While these modern environments present a number of challenges, one of the most urgent issues is the deluge of event volumes teams are being forced to sift through on an ongoing basis. Over the course of any given week, operations staff are overwhelmed by hundreds, if not thousands of alarms. Beyond the sheer scale, what compounds matters is that a significant percentage of alarms are redundant or false. Further, a single outage can often be responsible for triggering alarm storms, or massive spikes in alarms.

This overwhelming event noise creates several problems. Most fundamentally, it’s a drain on resources, it saps staff energy, and it erodes morale. Further, the more teams are overwhelmed by event volumes, the more likely it is that significant incidents will be missed or spotted too late, which means service levels are at risk on a constant basis.

How AIOps Can Help

By establishing robust AIOps capabilities, IT operations teams can address the challenges outlined above to reduce event noise in their environments. It starts with ingesting data from diverse sources and technologies, and aggregating a variety of data types, including events, logs, metrics and end user experience monitoring data in a single consolidated data repository.

IT Ops teams can then employ policy-based rules that start to filter and suppress events. To be effective, teams need an engine that can group events, apply rules, enforce policies, and enable filtering by a range of attributes—including location, monitoring source, application tier, severity, and more. This sets the foundation for significant event noise reduction.

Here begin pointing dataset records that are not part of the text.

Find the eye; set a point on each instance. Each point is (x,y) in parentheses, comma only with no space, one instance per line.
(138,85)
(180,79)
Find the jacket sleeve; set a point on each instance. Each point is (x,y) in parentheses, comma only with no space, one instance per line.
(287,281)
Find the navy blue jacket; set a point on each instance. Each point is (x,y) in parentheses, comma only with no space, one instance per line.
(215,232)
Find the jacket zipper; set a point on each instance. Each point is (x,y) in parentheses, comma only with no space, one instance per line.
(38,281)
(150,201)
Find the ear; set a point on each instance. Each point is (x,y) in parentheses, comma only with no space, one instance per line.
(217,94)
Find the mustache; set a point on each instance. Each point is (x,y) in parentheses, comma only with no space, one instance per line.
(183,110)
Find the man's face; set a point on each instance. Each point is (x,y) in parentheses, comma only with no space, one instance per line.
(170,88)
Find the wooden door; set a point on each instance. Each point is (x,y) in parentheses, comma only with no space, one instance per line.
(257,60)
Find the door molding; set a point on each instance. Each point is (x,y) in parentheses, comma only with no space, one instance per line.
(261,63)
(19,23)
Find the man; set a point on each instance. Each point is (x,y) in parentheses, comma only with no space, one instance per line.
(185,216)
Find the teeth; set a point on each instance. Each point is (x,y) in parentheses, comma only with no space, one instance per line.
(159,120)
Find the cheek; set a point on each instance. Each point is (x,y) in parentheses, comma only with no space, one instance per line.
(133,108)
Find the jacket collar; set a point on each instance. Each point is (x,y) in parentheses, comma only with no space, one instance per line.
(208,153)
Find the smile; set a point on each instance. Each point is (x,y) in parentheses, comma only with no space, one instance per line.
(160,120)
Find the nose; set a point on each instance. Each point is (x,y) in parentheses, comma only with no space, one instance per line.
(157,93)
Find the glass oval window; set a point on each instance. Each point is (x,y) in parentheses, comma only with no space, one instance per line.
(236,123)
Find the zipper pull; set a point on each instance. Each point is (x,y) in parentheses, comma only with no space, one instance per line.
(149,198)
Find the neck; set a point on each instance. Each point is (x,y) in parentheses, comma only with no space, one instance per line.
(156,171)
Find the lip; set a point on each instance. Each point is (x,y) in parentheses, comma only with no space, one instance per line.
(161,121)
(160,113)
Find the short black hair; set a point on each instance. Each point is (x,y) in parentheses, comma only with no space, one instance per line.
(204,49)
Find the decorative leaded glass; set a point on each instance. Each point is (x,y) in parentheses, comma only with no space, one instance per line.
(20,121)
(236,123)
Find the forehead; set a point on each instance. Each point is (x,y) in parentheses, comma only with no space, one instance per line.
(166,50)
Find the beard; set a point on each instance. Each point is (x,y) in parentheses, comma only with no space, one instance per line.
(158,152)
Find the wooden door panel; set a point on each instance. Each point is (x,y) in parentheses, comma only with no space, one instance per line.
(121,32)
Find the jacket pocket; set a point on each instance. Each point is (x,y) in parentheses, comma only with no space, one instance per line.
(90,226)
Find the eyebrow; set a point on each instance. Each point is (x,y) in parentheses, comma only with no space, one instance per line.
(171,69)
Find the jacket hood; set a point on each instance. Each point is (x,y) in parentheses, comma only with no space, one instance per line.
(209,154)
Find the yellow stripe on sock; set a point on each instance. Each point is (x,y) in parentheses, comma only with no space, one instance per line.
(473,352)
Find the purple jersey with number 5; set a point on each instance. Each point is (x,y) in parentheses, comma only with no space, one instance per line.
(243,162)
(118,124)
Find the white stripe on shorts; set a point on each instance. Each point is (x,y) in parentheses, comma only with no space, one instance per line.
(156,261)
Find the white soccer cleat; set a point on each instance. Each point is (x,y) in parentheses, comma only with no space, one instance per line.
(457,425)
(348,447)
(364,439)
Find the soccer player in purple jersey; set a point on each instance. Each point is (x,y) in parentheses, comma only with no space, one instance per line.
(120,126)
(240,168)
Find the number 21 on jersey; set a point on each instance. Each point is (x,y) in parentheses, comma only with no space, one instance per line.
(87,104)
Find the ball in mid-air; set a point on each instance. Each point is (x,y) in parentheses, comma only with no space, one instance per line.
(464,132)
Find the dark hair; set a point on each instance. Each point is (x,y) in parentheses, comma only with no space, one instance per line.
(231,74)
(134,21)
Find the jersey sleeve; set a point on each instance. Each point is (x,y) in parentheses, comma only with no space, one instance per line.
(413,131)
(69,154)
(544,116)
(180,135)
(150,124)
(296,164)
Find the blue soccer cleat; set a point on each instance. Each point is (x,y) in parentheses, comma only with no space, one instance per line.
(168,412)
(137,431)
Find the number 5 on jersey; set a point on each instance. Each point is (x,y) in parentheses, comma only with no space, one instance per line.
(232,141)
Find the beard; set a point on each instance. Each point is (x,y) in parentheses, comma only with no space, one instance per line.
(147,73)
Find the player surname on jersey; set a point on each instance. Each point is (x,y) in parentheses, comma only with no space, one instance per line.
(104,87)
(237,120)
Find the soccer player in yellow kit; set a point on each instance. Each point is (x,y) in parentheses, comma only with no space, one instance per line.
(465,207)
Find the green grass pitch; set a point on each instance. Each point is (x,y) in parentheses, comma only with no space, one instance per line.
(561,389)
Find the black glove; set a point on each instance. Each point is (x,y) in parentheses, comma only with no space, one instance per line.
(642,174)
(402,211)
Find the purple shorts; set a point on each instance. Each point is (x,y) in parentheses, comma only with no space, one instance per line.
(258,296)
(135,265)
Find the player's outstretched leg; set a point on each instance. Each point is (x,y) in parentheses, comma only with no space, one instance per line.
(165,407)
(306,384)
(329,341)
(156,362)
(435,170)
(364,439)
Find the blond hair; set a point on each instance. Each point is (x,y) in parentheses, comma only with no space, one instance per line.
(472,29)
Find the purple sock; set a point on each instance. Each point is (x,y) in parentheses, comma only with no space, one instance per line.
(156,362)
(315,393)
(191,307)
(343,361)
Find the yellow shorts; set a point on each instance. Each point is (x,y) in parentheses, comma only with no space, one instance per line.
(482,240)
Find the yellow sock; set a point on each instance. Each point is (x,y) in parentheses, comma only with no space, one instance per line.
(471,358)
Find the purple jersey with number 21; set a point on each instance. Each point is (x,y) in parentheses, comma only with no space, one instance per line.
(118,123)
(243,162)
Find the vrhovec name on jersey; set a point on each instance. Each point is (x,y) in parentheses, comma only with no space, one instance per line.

Machine learning is at the heart of an effective event noise reduction strategy and must be applied to historical and real-time data to study behavior and identify patterns. Based on this pattern identification, dynamic baselines can be established, reducing the overhead and inaccuracy associated with static thresholds and associated event noise. Ultimately, event suppression is achieved by distinguishing between those arising within bands of normalcy versus those arising due to true abnormalities that could impact users.

Using AIOps for Predictive Alerting

The pattern identification and anomaly detection enabled by machine learning enables the valuable AIOps use case of predictive alerting. Machine learning, anomaly detection and log analytics enable IT Ops teams to spot potential issues, prioritize them for triage and diagnosis and address them before any impact on business services. TrueSight customers have been able to receive warnings 3 hours before a baseline is breached to proactively remediate. Predictive alerting is a valuable use case applied to capacity management as well – applying machine learning and analytics to capacity data enables potential capacity constraints to be identified ahead of time and corrective action taken. Since capacity outages are some of the most difficult to resolve, this type of insight is hugely valuable to IT Ops and capacity teams.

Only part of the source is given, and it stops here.